Calcipotriene/betamethasone dipropionate -- or CAL/BDP -- creams were effective in treating plaque psoriasis in patients with skin of color (SOC) -- a finding that could help improve adherence and outcomes.
That's according to the investigators in a post-hoc analysis of phase 3 clinical trial data published recently in the .
The study included 784 participants, 280 (35.7%) of whom had Fitzpatrick skin types IV to VI, indicating brown or black skin. Patients in these groups who were treated with CAL/BDP creams had greater disease improvement, convenience scores, and overall satisfaction than those with skin types IV to VI and the total study population.
The study was conducted by a team of U.S.-based researchers led by Christina Kontzias, BA, an investigator with the Center for Dermatology Research at Wake Forest University School of Medicine in North Carolina. The following study excerpts have been edited for length and clarity.
What was the impetus for this study?
Several topical formulations of CAL/BDP have been approved for treating psoriasis -- including a foam, topical suspension, and gel formulation. In July 2021, the FDA approved a cream formulation for plaque psoriasis in adults.
Once-daily CAL/BDP cream (0.005%/0.065%) has been shown to be more effective, have a faster onset of action, have greater itch reduction, and have a greater treatment convenience score than the CAL/BDP topical solution or placebo.
However, the efficacy and safety of this medication for psoriasis in patients with skin of color (SOC) is not well characterized. The current review analyzed the efficacy and safety of CAL/BDP cream in the treatment of plaque psoriasis in this population.
What were the key findings?
This analysis supports the efficacy, convenience, and safety of CAL/BDP cream in this setting.
In a subgroup analysis of patients with SOC, CAL/BDP cream was more effective than CAL/BDP topical solution, mirroring the results in the total study population.
Were there any notable findings on adverse events?
Adverse event rates were similar between the subgroup with skin types IV to VI and the total study population for all treatment arms.

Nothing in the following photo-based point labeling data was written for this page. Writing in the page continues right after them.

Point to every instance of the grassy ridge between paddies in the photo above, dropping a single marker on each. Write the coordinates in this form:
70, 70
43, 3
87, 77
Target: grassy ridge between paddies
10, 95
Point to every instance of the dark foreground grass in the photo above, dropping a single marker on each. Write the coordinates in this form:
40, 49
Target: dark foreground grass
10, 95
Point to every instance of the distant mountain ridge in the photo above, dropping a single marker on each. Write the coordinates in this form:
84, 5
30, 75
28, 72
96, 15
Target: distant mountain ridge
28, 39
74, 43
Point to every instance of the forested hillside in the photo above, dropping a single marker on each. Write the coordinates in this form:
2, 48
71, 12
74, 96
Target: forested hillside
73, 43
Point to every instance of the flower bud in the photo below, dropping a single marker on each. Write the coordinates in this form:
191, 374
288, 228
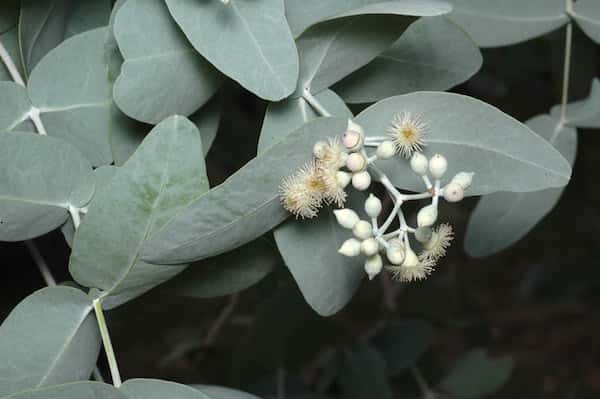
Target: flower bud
453, 192
369, 247
355, 162
319, 149
343, 179
418, 163
438, 166
350, 247
411, 259
362, 230
386, 150
423, 234
395, 254
373, 206
463, 179
427, 216
353, 137
373, 266
361, 180
346, 218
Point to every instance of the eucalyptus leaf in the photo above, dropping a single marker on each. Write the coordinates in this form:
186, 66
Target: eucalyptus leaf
76, 390
57, 176
494, 23
476, 375
44, 24
228, 273
9, 14
503, 218
242, 208
584, 113
14, 105
10, 41
504, 154
157, 389
70, 88
363, 374
163, 175
331, 50
309, 248
284, 117
587, 15
50, 338
403, 342
433, 54
249, 41
162, 75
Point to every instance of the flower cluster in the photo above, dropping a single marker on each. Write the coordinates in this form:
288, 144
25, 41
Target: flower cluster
337, 163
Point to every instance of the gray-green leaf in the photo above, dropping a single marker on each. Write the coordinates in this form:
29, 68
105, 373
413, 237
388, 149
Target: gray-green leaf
76, 390
70, 88
163, 175
50, 338
331, 50
476, 375
503, 218
40, 177
162, 75
244, 207
433, 54
499, 23
249, 41
504, 154
284, 117
228, 273
587, 15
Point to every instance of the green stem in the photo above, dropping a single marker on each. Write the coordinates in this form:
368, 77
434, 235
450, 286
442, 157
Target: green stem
110, 354
567, 65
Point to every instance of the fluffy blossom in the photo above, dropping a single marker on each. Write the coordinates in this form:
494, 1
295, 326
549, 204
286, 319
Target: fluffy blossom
407, 133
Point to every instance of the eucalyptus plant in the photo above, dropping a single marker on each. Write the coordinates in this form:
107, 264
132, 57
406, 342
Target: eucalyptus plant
107, 110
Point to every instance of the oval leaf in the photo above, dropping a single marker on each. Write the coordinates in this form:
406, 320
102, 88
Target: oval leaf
49, 338
70, 88
504, 154
163, 175
244, 207
57, 176
433, 54
500, 23
162, 75
249, 41
501, 219
587, 15
331, 50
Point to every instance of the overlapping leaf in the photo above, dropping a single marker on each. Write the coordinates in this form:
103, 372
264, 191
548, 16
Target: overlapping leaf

The most common adverse events in the CAL/BDP cream group were upper respiratory tract infection (7%), headache (2%), and application site pain (1%) vs 5%, 0%, and 0%, respectively, in the vehicle cream group.
What are the implications for dermatologists?
Real-world adherence to topical psoriasis treatments is poor and affected by inconvenience, complex treatment plans, and vehicle and formula preferences. CAL/BDP cream had greater convenience scores, formula acceptability, and overall satisfaction in the subgroup with SOC and the total study population, which may improve adherence to therapy and treatment outcomes.
Key points
- CAL/BDP creams were deemed effective in people with SOC who have plaque psoriasis.
- CAL/BDP cream had greater convenience scores, potentially helping improve adherence.
- There were no major adverse events in any portion of the study population.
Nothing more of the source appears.